The vampire paused for a beat then put his hands on his head. Storm stepped away and allowed the vampire to move
away from the door.
“Good choice. Frosty, get the door.”
Frost jerked the door open and stepped through. Storm winked at the bleeding vampire and followed, not holstering his weapon until the door had closed behind him.
“Nice work,” Frost said. “Did you ever meet anyone you didn’t kill?”
Storm shrugged. “I haven’t killed you yet. And the vampire lived.”
“I’m sure your mother will be very proud.”
The entry lobby consisted of a short hallway that contained the club's restrooms and emptied into a coat and weapon check that was being overseen by another vampire, this one only slightly older than the bouncer. Storm showed her his badge and continued through the rubber curtain entry into the club. The dance floor of Club Purgatory was massive, covering more than half of the warehouse. Humans, vampires, lycans and less familiar preternaturals shared the floor with one another, most of the humans unaware they were, in many cases, less than inches away from predators they thought existed only in their nightmares. Storm felt sick. No way should humans be allowed to rub shoulders with the monsters. Sooner or later they were going to get infected, either with HVT or Lycanthrope. Or both, and who knew what that would do to someone?

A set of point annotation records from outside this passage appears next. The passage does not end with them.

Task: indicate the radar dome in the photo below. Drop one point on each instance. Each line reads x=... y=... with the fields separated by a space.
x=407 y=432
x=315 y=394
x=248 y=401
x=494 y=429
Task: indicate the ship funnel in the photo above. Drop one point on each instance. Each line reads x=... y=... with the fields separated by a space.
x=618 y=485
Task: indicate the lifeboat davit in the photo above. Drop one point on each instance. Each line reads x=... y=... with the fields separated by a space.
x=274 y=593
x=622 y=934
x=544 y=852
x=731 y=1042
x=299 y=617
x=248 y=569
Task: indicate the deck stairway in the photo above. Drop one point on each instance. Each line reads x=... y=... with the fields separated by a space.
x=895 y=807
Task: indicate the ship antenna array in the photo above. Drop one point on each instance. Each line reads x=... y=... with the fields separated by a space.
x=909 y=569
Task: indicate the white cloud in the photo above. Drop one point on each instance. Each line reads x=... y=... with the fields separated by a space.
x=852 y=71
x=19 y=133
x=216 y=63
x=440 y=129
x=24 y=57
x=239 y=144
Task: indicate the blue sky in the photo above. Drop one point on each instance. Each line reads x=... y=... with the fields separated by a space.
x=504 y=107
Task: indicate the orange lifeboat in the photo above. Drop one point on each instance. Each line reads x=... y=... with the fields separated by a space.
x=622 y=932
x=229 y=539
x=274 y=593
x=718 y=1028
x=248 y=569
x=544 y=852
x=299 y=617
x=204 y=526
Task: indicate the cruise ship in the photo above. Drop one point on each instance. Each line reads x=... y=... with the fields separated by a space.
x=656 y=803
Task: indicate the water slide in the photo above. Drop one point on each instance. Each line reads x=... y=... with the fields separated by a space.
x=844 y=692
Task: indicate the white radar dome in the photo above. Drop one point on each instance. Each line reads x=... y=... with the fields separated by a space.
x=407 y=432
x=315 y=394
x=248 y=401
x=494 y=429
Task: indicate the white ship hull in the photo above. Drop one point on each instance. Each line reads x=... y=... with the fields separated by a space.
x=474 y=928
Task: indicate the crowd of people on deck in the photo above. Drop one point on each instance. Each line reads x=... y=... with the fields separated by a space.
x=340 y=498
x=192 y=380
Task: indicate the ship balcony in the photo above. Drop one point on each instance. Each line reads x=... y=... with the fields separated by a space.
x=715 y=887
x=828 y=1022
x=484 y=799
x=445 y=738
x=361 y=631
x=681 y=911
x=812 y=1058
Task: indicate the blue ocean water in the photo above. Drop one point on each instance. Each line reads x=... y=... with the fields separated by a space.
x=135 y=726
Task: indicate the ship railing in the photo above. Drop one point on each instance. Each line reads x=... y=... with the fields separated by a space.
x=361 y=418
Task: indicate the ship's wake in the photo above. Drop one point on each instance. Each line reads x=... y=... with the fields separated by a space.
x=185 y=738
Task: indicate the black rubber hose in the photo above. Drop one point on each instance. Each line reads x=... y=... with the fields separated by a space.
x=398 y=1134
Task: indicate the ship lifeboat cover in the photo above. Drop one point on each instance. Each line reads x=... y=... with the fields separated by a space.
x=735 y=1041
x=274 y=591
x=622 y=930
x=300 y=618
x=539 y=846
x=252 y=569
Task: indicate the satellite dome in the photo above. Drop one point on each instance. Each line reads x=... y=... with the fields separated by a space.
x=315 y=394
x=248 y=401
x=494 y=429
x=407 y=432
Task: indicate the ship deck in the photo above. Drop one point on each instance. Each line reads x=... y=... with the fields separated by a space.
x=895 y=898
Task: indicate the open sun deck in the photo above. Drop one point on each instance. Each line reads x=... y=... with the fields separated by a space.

On the far side of the club was a stage where a band called Blood Corpse was playing what could only be some kind of metal in front of a mosh pit deep with vampires pushing, shoving and occasionally killing each other to the delight of a handful of nearby humans who thought it was all some kind of show.
“Are you seeing this?” Frost asked.
Storm nodded. “Yeah. Try not to step in anything.”
Frost loosened his ten millimeter Colt in its holster and frowned at Storm.
“I have a bad feeling about this, Mace.”
“That makes two of us,” Storm replied. “Come on, I’ve got more vampires to annoy.”
Storm crossed the club, his eyes taking in everything. This place was everything he hated about the city’s preternatural underworld all under one roof. It was one stop scumbag shopping and if he had the time he could come down once a week and clean house. Maybe one day he would make the time.